The angle between the curves \( y^2 = x \) and \( x^2 = y \) at the point \( (1,1) \) is:

• A. \( \tan^{-1}\left(\frac{4}{3}\right) \)
• B. \( \tan^{-1}\left(\frac{3}{4}\right) \)
• C. \( 90^\circ \)
• D. \( 45^\circ \)

Hint:

To find the angle between two curves at a point, first compute the slopes of their tangents at that point, then use the formula: \[ \tan \theta = \left|\frac{m_2 - m_1}{1 + m_1 m_2}\right| \]

Answer 1

The Correct Option is B

We are asked to find the angle between two curves at their point of intersection \( (1,1) \).
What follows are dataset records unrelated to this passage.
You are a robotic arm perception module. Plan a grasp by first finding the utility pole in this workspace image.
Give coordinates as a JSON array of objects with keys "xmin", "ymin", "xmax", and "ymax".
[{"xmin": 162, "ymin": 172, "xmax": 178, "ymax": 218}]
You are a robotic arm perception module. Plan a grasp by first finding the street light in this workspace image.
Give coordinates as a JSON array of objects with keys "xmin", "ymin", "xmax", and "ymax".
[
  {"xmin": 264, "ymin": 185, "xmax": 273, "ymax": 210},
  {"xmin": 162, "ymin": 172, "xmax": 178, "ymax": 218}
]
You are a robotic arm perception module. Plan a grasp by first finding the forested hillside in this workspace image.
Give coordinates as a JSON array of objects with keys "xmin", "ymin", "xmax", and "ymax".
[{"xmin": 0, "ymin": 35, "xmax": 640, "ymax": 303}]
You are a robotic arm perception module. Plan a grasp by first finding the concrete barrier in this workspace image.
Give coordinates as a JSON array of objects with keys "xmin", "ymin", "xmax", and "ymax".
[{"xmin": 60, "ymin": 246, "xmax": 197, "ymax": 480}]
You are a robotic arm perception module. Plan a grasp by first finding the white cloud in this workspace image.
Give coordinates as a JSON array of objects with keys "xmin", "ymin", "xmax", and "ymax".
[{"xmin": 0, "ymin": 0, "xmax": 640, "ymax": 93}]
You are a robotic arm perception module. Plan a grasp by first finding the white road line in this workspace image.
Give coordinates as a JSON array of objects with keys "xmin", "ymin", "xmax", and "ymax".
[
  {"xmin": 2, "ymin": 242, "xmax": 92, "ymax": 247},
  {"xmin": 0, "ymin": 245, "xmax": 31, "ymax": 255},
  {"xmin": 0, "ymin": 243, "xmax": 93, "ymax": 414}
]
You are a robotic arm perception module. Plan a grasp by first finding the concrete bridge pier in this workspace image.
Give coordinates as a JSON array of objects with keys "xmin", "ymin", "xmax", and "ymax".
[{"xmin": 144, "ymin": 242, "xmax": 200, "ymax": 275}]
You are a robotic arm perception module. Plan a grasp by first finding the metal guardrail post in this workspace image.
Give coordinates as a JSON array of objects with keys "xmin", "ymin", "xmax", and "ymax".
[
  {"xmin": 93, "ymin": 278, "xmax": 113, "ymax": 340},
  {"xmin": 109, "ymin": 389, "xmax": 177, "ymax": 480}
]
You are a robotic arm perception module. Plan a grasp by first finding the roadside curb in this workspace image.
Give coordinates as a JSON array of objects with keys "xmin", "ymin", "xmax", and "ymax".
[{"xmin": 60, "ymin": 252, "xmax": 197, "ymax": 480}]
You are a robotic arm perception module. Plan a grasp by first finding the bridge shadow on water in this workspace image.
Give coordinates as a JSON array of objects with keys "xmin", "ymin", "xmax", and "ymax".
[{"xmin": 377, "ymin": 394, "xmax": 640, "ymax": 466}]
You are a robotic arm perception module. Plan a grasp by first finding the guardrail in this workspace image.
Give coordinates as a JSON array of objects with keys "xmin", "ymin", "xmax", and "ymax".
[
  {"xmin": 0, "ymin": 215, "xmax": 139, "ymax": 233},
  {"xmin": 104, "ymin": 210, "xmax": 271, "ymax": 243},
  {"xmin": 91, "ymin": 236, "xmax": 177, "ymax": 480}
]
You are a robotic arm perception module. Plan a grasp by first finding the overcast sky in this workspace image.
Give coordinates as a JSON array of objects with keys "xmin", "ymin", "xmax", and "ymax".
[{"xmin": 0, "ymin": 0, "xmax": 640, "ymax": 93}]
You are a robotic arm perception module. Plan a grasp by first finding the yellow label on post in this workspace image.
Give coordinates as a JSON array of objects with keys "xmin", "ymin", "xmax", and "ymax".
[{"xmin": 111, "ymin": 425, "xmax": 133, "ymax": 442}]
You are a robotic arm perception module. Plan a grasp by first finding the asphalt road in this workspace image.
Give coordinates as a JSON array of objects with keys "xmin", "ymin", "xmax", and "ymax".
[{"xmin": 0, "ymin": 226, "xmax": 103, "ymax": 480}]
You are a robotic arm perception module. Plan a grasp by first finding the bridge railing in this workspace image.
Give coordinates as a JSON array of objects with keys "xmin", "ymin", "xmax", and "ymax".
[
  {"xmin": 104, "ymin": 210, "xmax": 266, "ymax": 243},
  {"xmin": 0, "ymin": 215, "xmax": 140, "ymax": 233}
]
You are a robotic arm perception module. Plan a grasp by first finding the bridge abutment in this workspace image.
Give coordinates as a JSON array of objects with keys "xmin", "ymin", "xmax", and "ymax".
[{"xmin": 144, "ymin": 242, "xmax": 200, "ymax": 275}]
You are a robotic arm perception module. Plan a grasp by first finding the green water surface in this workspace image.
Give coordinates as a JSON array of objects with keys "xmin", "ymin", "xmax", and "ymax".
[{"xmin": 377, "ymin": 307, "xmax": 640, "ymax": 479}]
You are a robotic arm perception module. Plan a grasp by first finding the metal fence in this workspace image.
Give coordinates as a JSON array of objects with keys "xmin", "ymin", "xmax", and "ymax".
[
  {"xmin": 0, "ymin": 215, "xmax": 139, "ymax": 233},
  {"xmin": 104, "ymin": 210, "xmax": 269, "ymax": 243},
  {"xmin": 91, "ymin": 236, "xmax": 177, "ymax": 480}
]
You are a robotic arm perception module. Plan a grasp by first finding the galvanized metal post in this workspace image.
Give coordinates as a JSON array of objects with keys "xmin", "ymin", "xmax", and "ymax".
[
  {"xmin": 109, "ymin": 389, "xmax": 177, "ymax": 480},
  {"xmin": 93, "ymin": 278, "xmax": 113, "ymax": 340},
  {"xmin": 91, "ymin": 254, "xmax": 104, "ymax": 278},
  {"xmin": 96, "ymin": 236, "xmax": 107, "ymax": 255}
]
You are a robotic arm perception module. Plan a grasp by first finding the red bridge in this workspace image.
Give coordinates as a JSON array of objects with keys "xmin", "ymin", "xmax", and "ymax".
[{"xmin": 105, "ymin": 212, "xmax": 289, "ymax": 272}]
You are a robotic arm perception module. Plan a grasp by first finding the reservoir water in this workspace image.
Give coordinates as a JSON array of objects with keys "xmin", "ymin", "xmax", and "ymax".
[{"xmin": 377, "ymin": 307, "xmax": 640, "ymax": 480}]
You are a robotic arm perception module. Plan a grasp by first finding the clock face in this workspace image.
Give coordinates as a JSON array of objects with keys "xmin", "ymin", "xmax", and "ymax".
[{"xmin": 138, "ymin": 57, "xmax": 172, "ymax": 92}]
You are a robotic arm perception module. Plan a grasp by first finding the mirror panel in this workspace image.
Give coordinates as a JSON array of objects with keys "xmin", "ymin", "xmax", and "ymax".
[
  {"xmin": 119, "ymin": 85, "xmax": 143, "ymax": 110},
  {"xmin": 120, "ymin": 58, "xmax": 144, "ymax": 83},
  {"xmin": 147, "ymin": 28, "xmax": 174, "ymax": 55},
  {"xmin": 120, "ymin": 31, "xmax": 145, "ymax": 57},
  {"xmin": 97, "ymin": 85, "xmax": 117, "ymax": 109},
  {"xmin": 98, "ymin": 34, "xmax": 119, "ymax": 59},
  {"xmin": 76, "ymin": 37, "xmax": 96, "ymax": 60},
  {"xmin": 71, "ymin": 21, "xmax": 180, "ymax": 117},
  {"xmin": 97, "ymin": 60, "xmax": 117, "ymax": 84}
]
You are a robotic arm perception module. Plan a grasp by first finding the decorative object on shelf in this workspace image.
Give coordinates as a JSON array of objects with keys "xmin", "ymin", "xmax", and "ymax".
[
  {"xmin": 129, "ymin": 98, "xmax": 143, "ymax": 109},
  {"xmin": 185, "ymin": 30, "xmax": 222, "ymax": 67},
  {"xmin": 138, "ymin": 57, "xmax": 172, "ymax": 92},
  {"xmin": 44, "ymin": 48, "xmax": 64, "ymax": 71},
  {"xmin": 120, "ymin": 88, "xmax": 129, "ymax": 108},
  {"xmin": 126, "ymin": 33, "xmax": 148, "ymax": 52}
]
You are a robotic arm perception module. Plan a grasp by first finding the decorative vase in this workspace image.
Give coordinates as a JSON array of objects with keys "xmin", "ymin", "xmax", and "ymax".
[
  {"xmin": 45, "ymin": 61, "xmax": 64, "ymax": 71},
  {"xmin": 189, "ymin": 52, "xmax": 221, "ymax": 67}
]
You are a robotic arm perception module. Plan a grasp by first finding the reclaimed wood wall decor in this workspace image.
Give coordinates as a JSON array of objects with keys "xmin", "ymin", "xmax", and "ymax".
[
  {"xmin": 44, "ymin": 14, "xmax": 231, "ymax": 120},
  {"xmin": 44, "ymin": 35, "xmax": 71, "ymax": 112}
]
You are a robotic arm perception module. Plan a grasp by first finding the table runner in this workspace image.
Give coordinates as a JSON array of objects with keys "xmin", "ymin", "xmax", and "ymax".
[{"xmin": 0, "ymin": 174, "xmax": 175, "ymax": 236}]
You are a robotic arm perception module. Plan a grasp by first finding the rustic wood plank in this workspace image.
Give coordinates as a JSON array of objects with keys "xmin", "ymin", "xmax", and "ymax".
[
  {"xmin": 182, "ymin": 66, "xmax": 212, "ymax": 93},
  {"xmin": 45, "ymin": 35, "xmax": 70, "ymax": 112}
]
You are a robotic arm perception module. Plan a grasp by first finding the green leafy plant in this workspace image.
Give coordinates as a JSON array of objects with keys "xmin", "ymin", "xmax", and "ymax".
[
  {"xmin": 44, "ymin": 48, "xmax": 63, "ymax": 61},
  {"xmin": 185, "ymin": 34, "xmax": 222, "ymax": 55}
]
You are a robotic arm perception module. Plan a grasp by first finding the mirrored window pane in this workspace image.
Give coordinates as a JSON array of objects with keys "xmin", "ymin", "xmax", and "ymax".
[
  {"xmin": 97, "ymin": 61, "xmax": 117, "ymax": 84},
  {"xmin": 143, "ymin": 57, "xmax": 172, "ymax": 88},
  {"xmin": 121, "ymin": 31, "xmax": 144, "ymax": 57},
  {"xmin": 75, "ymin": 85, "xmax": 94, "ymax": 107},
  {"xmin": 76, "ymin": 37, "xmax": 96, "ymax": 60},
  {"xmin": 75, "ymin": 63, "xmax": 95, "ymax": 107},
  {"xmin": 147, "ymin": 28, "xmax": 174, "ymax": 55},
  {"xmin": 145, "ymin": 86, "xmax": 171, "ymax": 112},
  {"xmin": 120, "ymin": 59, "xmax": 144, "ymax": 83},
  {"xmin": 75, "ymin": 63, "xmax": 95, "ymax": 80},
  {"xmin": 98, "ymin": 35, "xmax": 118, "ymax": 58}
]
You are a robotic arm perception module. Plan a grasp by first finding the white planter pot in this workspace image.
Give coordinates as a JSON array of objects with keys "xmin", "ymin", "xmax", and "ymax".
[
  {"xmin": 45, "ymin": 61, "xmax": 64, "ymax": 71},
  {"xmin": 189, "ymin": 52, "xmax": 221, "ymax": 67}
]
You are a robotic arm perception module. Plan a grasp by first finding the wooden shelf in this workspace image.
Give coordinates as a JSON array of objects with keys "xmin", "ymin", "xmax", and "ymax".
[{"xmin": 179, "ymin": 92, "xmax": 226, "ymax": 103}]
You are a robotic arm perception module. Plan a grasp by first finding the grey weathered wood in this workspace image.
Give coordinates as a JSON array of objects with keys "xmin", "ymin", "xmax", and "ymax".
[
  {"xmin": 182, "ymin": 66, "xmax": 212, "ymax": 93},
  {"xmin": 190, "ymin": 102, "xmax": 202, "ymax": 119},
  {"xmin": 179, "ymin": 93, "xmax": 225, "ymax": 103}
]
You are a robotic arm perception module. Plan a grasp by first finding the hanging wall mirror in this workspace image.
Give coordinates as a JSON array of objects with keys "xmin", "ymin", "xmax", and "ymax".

Step 1: Find the slopes of the tangents to both curves at \( (1,1) \) For \( y^2 = x \) \[ \frac{dy}{dx} = \frac{1}{2y} \] At \( (1,1) \) \[ m_1 = \frac{1}{2(1)} = \frac{1}{2} \] For \( x^2 = y \) \[ \frac{dy}{dx} = 2x \] At \( (1,1) \) \[ m_2 = 2(1) = 2 \] Step 2: Use the formula for angle between two curves \[ \tan \theta = \left|\frac{m_2 - m_1}{1 + m_1 m_2}\right| \] Substituting the values: \[ = \left|\frac{2 - \frac{1}{2}}{1 + \frac{1}{2} \times 2}\right| = \left|\frac{\frac{4}{2} - \frac{1}{2}}{1 + 1}\right| = \left|\frac{\frac{3}{2}}{2}\right| = \frac{3}{4} \] Step 3: Final Answer \[ \theta = \tan^{-1}\left(\frac{3}{4}\right) \] % Final Answer Hence, the angle between the curves at \( (1,1) \) is \( \tan^{-1}\left(\frac{3}{4}\right) \).